In the cerebellum, found at the back of the skull below the cerebrum, the centre of balance is located. This area receives information on movement from our sight, senses, and the balance organ in the inner ear. The balance organ in the inner ear is very sensitive towards rapid movements, but has difficulties informing the brain of the slow movements one is exposed to during transport - for example, when the car is turning, and you are sitting still. However, our sight is capable of processing and informing the brain of this type of movement. The opposite is also true, e.g. sitting in a cabin on a boat that is rocking back and forth. The balance organ can understand this type of motion, but the sight cannot. This results in mixed signals being transmitted to the brain, confusing our centre of balance. This confusion is believed to be the cause of motion sickness.

 

Which treatment options are available for motion sickness?
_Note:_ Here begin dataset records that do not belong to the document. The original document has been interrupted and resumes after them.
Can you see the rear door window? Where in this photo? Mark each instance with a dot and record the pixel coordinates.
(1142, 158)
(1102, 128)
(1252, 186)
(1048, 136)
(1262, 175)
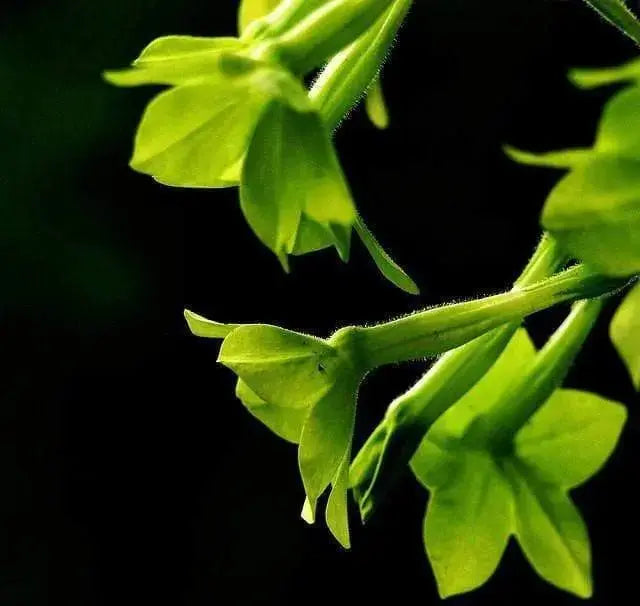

An individual’s sensitivity towards motions sickness will often lessen with age. Furthermore, one can reduce their susceptibility toward becoming ill at ease, simply be repeatedly traveling with the same mode of transportation. It is therefore possible to ‘train’ oneself not to get motion sickness. This is due to the centre of balance’s ability to learn that enables the brain to become accustomed to the unfamiliar movements and the accompanying signals. In this way, one avoids motion sickness, through repeated exposure.

It is also possible to prevent or sooth the symptoms, if one can get a seat with a clear view of the journey. This can for example be achieved by sitting by the window when traveling by car. Similarly, it can be hopeful to lie down, if one starts feeling ill at ease. While laying down, the centre of balance does not require as precise information, as when standing or sitting upright. The confusing signals from the inner ear are therefore less important. On the other hand, is it possible to exacerbate the symptoms by not paying attention to the motions; for example, by reading a book while traveling.

There is a selection of medicine, capable of preventing motion sickness or soothing the symptoms. However, they require one to ingest the medication prior to traveling. Antihistamines can have this effect, but also has a sedating effect on the person taking the drug. It is therefore inadvisable taking antihistamine if one is operating the mode of transport. Hyoscine is, likewise, effective against motion sickness but has a short-lived effect. It is possible to receive hyoscine through a band aid, placed behind the ear. Thereby the dose is absorbed slower and the effect lasts longer.